Combinatorial Bandits for Maximum Value Reward Function under Max Value-Index Feedback

TL;DR

This paper introduces a new combinatorial bandit problem with a novel feedback structure, proposing an algorithm with regret bounds comparable to more informative feedback settings, and demonstrates its effectiveness through experiments.

Contribution

It presents a new feedback structure for combinatorial bandits, along with an algorithm and regret analysis for maximum value reward functions.

Findings

The algorithm achieves $O((k/\Delta)\log(T))$ regret bound.

The regret bounds are comparable to semi-bandit feedback scenarios.

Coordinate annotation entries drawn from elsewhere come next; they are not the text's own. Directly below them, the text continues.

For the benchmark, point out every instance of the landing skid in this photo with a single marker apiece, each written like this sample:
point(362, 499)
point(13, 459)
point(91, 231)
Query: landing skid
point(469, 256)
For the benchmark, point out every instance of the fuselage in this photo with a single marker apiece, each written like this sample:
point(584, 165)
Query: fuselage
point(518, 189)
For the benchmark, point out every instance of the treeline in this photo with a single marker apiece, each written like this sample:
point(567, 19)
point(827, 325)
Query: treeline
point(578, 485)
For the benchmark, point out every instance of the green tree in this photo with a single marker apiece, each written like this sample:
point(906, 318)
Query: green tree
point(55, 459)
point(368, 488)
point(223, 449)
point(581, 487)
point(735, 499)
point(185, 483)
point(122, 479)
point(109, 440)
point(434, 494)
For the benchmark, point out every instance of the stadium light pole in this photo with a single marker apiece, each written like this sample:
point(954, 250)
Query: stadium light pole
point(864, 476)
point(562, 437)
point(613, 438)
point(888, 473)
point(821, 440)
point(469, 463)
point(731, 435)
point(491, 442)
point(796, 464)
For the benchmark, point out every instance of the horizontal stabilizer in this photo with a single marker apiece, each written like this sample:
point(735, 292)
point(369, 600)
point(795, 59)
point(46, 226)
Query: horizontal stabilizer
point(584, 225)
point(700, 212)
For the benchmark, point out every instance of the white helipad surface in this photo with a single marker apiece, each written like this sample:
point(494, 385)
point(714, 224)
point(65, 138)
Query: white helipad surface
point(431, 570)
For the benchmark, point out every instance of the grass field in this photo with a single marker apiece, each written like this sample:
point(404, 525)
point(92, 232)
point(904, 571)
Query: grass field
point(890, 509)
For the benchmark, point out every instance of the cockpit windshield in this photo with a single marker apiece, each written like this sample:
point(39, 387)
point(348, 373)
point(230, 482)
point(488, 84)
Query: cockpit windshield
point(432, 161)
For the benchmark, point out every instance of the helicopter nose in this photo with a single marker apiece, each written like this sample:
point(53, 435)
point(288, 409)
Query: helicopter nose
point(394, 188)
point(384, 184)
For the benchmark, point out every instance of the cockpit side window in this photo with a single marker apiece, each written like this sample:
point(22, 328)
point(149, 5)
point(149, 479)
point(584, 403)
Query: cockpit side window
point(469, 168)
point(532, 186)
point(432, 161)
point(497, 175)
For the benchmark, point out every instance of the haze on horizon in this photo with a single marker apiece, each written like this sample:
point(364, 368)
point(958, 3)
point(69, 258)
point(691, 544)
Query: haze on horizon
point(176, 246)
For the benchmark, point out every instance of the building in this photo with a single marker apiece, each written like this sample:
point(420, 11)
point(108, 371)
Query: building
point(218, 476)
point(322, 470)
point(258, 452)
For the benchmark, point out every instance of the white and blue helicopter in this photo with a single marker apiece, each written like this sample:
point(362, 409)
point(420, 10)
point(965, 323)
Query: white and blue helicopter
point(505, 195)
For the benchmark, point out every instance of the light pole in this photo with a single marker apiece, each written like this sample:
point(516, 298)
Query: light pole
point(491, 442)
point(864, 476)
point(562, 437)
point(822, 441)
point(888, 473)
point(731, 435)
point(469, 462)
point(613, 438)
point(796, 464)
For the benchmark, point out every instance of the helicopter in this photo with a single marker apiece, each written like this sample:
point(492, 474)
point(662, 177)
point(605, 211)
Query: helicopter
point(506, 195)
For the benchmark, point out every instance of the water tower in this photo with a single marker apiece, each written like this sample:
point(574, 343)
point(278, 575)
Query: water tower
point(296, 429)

Experimental results confirm the algorithm's effectiveness.

Abstract

We consider a combinatorial multi-armed bandit problem for maximum value reward function under maximum value and index feedback. This is a new feedback structure that lies in between commonly studied semi-bandit and full-bandit feedback structures. We propose an algorithm and provide a regret bound for problem instances with stochastic arm outcomes according to arbitrary distributions with finite supports. The regret analysis rests on considering an extended set of arms, associated with values and probabilities of arm outcomes, and applying a smoothness condition. Our algorithm achieves a $O((k/\Delta)\log(T))$ distribution-dependent and a $\tilde{O}(\sqrt{T})$ distribution-independent regret where $k$ is the number of arms selected in each round, $\Delta$ is a distribution-dependent reward gap and $T$ is the horizon time. Perhaps surprisingly, the regret bound is comparable to previously-known bound under more informative semi-bandit feedback. We demonstrate the effectiveness of our algorithm through experimental results.